Halliday is part of a research team at the University of Sydney that has been a major contributor to the small body of literature on spontaneous regression of melanoma and other skin cancers. Australia has the highest incidence of skin cancer, including melanoma, in the world, making clinical material relatively easy to obtain. The Sydney Melanoma Unit is the largest of its kind in the Southern Hemisphere.
In melanoma and in basal cell carcinoma, the Australian groups studies have shown that activated CD4+ T lymphocytes are important in the induction of regression and that Th1 cytokines are involved. They observed an increased number of CD4+ T lymphocytes in regressing tumors only within the regressing lesions themselves, not in surrounding tissues.
The lymphocytes appeared to be breaking up nests of tumor cells, suggesting that the CD4+ T cells were destroying tumor cells. Apoptotic cell death also appears to play a role in regression. Nevertheless, the exact mechanism by which these cells mediate regression remains unknown.
Barnetson and his colleagues also have studied regression in basal cell carcinomas of the skin, where there is evidence of regression in as many as 50% of tumors. In studies on the effect of interferon alfa on basal cell carcinoma carried out over the past 15 years, tumors disappeared in 20% of patients on the placebo arm of the trial, indicating that about 20% of basal cell carcinomas undergo complete spontaneous regression.
Sloan-Ketterings Houghton is somewhat skeptical of the conclusions of the Australian groups studies.
"The question is whether their findings really implicate immunity or not," he said. "Any sort of tissue damage, such as cutting yourself, might give similar findings if you looked at the right time points. If there were other mechanisms for regression, the T cells they observed could have been a consequence of regression, not a cause of it."
Unanswered Questions
Still, Houghton agrees that regression of the primary melanoma site is not that unusual and that there are a lot of questions that remain unanswered. The very nature of a cancer that regresses makes it nearly impossible to assemble a group of patients for a clinical study, which forces researchers to focus on isolated cases. These "n = 1 studies," as Houghton describes them, are almost essential to study a phenomenon that cannot be predicted.

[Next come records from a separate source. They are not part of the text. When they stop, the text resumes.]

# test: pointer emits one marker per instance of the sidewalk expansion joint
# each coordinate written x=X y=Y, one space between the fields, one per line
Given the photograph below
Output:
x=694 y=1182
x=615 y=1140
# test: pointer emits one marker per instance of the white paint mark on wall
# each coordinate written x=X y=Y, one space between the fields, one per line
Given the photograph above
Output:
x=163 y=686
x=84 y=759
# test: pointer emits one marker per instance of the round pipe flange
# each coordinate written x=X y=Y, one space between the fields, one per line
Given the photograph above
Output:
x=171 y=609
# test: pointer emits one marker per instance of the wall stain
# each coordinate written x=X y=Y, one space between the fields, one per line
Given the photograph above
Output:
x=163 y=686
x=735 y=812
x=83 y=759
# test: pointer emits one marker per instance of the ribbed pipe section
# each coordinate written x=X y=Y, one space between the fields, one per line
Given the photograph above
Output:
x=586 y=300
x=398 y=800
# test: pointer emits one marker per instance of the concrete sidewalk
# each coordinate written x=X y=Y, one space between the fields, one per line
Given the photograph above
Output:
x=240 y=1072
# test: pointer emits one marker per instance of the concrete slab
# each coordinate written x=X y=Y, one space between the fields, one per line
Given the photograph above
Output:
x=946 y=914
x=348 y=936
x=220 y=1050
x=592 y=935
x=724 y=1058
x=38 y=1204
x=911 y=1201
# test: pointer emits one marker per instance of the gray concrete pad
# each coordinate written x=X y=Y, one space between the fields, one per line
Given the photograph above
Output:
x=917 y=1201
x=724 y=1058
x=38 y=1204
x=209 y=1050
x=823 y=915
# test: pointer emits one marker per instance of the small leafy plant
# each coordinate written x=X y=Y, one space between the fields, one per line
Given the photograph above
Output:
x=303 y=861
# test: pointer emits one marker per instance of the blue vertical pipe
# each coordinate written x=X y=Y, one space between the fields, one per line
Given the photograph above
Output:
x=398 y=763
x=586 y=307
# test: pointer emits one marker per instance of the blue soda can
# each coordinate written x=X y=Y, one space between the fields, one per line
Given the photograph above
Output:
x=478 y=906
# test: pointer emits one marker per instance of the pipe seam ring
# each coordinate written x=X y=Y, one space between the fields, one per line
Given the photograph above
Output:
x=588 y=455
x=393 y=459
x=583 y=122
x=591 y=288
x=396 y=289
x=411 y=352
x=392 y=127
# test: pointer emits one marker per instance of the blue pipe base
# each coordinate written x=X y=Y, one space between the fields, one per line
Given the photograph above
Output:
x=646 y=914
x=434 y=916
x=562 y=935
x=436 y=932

Houghton cited an example of a patient he and his colleagues first saw around 1975. A teenager at the time, the patient had a very aggressive melanoma that would not respond to various treatments.
"He was in a group [of patients] that never should have survived," Houghton said. "After a year, however, his melanoma went away, and he is alive today and doing well."
Investigators at Sloan-Kettering and in Europe have studied this patients blood and lymphocytes, in which they found at least three different antigens. The genes encoding these antigens have been cloned and used in vaccines that are undergoing clinical trials in the United States and Europe, Houghton said. The patients T cells also recognized a mutation in a gene called CDKN4 that may have helped cause his melanoma.
"What we can learn from individual patients is often overlooked in oncology," he said, adding that many of these remarkable cases have led to the development of new treatment strategies for melanoma such as vaccinations against specific antigens and bone marrow transplantation. "From clinical observation, we can learn a lot from these remarkable cases," he said.
Meanwhile, the Australian group said it will not pursue further studies because it has been unable to obtain additional funding to study spontaneous regression.